The pandemic had accelerated the global adoption of online retail and we were fortunate to have recovered just in time to leverage this shift in consumer behaviour. By July 2020, we felt confident about scaling our advertising efforts to grow revenues and neutralize the losses we had suffered in the last few months. Prior to the pandemic, our strongest brands were NinthAvenue and DirectNine, where we sold cosmetics and electronics, respectively.
We had launched a brand called NineLife in late 2019, selling health and nutrition products. We prioritized the global expansion of NineLife and as we launched the brand in over 30 markets, it started accounting for more than half of our topline, overtaking NinthAvenue by a huge margin. We also studied how Covid19 was creating shifts in product categories being demanded, and used that information to scale our fitness wear and gear brand NineFit, as well as our home and kitchen brand, HomeLoft.
The recovery was not easy, though and we continued to face hiccups along the way. For instance, major tech companies had ramped-up their policing algorithms to curb cyber fraud and discourage opportunistic scammers. There were multiple instances of false positives triggered by these systems that led to temporary suspensions of our accounts by Google or Shopify, but such issues were swiftly solved after basic appeals and manual reviews.

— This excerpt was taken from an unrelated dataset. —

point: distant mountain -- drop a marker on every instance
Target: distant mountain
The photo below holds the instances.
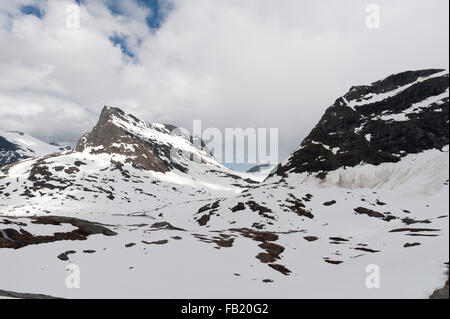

Diligent data analysis helped us to understand localized challenges in all our target markets and strategic diversification in revenue sources helped us maintain cash-flow continuity even when certain parts of the business were affected or paused. Overall, we grew exponentially and new fulfillment offices had to be set up. Towards the end of 2020, we found ourselves growing like never before and started doing over a million dollars in monthly revenue.